Fürstentum Pfalz-Sulzbach Land in het Heilige Roomse Rijk | |||||
---|---|---|---|---|---|
Tot 1656 onder landeshoheit van Palts-Neuburg | |||||
| |||||
Symbolen | |||||
| |||||
Algemene gegevens | |||||
Hoofdstad | Sulzbach | ||||
Oppervlakte | 1100 km² (~ 1800)[1] | ||||
Bevolking | 31.170 (1802) | ||||
Talen | Duitse dialecten | ||||
Religie | Lutheranisme, Rooms-katholicisme, Jodendom | ||||
Politieke gegevens | |||||
Dynastie | Huis Palts-Sulzbach | ||||
Kreits | Beierse Kreits |
Het vorstendom Palts-Sulzbach (Duits: Fürstentum Pfalz-Sulzbach) was een relatief klein land in het Heilige Roomse Rijk. Het vorstendom werd geregeerd door het Huis Palts-Sulzbach, een zijlinie van het Huis Wittelsbach. Omdat de vorsten van Sulzbach ook de titel 'hertog' voerden wordt het gebied ook vaak Hertogdom (Palts-)Sulzbach genoemd, hoewel het strikt genomen geen hertogdom was.
Palts-Sulzbach ontstond in 1615, na de verdeling van het vorstendom Palts-Neuburg onder de drie zonen van paltsgraaf Filips Lodewijk. Officieel bleef Sulzbach onderdeel van het vorstendom Palts-Neuburg. In 1656 werd het vorstendom volledig zelfstandig. De laatste vorst van Sulzbach, Karel Theodoor, erfde in 1742 de Palts en in 1777 ook het Keurvorstendom Beieren. In 1791 werd de regering in Sulzbach opgeheven en verenigd met Palts-Neuburg.

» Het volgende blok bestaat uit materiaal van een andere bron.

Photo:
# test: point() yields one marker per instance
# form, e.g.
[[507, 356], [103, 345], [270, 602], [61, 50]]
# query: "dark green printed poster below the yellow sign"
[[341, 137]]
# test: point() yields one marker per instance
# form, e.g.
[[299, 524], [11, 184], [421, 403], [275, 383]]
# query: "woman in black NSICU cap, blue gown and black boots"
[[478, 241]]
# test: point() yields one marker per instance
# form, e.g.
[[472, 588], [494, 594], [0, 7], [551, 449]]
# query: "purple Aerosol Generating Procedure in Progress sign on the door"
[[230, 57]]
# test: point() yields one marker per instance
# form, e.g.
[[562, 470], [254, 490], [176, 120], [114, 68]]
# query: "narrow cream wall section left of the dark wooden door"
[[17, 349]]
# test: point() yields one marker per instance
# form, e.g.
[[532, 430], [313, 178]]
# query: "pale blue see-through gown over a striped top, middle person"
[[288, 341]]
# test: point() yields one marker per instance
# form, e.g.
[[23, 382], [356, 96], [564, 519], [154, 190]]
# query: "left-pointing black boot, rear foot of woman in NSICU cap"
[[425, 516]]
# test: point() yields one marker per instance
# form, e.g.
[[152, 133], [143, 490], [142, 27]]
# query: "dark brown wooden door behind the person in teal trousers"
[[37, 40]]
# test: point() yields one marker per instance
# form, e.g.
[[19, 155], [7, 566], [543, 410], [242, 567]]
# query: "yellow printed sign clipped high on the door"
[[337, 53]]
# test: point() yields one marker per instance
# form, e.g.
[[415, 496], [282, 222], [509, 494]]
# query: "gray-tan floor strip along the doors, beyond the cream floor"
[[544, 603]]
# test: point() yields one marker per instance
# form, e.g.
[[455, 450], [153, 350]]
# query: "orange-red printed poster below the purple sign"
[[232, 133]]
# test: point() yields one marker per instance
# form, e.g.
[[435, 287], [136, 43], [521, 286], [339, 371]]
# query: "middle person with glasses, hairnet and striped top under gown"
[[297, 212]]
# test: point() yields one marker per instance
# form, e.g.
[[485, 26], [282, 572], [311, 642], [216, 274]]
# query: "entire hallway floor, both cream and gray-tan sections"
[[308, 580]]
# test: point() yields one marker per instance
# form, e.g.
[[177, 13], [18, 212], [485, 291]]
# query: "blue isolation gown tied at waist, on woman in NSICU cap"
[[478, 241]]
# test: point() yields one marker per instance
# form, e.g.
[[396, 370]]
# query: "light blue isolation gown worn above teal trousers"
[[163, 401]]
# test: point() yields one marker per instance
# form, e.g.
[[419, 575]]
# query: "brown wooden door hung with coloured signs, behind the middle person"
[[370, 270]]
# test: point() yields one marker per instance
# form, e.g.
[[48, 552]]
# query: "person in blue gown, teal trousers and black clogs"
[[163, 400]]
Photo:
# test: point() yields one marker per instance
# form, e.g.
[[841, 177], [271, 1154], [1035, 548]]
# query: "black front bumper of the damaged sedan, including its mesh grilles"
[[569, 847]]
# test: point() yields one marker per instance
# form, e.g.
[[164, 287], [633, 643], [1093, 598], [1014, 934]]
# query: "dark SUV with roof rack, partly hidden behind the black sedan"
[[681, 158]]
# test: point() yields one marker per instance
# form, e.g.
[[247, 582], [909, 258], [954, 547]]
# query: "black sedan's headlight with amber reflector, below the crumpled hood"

Het vorstendom Palts-Sulzbach bestond uit een aantal verspreide gebieden in de Opper-Palts. De belangrijkste steden in het gebied waren de hoofdstad Sulzbach en Weiden. Het vorstendom kreeg in 1697 een zetel in de Beierse Kreits, maar was niet vertegenwoordigd in de rijksdag.[2]